Senza un mercato solido per le fibre riciclate, il sistema rischia di impantanarsi. Le pratiche di fast fashion e l’eccesso di produzione rendono spesso antieconomico il riciclo, spingendo verso il recupero energetico o lo smaltimento.
Cosa serve per far funzionare il sistema
Per rendere il sistema EPR tessile efficace, servono alcune condizioni imprescindibili. Anzitutto, è necessario fissare obiettivi minimi di raccolta, riutilizzo e riciclo. Senza target vincolanti, il rischio è che i soggetti coinvolti puntino sulle opzioni meno costose - come lo smaltimento - invece che sull’effettiva chiusura del ciclo.
In secondo luogo, va implementato un sistema di tracciabilità robusto, che eviti pratiche opache o dumping internazionale mascherato da riutilizzo.

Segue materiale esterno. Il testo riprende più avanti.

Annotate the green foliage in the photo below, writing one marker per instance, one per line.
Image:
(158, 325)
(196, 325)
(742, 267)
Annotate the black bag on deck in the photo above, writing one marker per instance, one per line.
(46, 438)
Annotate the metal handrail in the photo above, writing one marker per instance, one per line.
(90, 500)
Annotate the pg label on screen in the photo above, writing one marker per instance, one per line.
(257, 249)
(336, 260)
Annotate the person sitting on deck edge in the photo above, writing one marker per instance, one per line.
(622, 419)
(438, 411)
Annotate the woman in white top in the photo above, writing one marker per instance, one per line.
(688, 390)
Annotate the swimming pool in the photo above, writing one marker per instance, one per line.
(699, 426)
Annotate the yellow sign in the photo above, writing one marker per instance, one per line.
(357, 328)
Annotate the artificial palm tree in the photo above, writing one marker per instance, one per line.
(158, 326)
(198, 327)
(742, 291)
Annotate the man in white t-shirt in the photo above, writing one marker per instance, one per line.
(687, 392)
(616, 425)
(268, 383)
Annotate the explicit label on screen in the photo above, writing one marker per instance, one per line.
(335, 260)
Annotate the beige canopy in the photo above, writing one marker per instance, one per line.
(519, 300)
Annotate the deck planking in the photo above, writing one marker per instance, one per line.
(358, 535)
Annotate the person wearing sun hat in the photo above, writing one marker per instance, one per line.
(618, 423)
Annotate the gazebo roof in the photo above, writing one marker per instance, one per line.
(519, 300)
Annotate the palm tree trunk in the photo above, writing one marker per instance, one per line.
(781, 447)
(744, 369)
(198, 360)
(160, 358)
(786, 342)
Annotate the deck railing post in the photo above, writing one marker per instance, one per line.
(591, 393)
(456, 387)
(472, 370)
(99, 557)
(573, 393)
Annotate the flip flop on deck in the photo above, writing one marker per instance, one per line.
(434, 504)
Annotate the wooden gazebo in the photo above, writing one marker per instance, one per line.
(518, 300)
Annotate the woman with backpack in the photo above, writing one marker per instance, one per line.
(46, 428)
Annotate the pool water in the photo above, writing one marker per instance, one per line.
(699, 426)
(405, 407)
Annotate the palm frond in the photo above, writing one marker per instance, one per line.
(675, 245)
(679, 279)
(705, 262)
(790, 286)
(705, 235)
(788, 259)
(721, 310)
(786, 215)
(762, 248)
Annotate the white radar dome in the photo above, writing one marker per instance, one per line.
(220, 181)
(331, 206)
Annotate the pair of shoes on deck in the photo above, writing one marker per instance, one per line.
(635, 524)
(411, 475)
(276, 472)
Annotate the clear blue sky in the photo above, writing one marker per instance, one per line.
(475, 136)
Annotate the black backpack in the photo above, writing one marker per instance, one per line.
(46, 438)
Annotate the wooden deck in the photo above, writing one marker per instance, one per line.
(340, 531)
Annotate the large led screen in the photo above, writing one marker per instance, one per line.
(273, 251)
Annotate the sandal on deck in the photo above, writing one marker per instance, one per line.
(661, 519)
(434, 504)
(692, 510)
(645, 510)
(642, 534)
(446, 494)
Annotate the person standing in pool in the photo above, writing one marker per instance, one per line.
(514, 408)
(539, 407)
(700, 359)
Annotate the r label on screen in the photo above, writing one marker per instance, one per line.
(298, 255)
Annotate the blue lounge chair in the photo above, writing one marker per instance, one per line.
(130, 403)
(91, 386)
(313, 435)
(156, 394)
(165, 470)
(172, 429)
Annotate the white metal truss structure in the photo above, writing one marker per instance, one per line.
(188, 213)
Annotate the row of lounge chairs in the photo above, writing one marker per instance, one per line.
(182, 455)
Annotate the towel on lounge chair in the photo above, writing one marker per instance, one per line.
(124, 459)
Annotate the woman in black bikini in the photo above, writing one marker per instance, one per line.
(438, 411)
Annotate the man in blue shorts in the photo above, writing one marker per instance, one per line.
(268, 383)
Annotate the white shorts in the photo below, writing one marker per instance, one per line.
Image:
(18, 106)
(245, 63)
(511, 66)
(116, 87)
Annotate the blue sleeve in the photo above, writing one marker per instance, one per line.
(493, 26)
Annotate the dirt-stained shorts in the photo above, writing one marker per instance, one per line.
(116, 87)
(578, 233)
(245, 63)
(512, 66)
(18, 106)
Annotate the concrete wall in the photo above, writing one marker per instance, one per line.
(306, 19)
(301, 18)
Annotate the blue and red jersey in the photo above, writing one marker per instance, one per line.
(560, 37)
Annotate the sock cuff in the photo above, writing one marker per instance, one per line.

La creazione di un Albo nazionale dei selezionatori e rivenditori, con controlli da parte del MASE o del MIMIT, potrebbe migliorare la trasparenza e la qualità del flusso.
Dal punto di vista economico, occorre sostenere il mercato delle fibre riciclate attraverso strumenti di fiscalità ambientale, Green Public Procurement e l’introduzione di Certificati di Riciclo o obblighi di contenuto minimo riciclato. Oggi, solo il 71% delle stazioni appaltanti applica i CAM tessili, secondo il Rapporto Osservatorio Appalti Verdi 2024.
Infine, è fondamentale definire i costi efficienti per la raccolta, ispirandosi al modello già applicato da ARERA per gli imballaggi. Solo così si potrà garantire un’equa distribuzione degli oneri tra produttori e sistema pubblico, evitando che i cittadini continuino a pagare attraverso la TARI per un servizio che dovrebbe essere a carico dei produttori.
Un’occasione per ripensare la produzione tessile
La riforma dei rifiuti tessili non può limitarsi alla gestione a valle. Va affrontata alla radice la questione della iperproduzione e del consumo di prodotti a basso costo e bassa durabilità, alimentati dal modello del fast fashion. In assenza di regole che limitino l’immissione sul mercato di capi non riciclabili o contenenti sostanze vietate, ogni sistema di riciclo sarà destinato al fallimento.
Il Regolamento REACH già vieta molte sostanze tossiche, ma il loro rispetto è difficile da verificare a posteriori. I CAM tessili richiedono l’assenza di sostanze pericolose, ma senza controlli capillari e obblighi di certificazione, il rischio di greenwashing è elevato.
Serve quindi un’azione coordinata a livello europeo, che metta al centro la qualità dei prodotti e ne limiti la produzione e distribuzione incontrollata. Solo così sarà possibile ridurre a monte la quantità di rifiuti e costruire una vera filiera circolare, in grado di coniugare sostenibilità ambientale, innovazione industriale e inclusione sociale.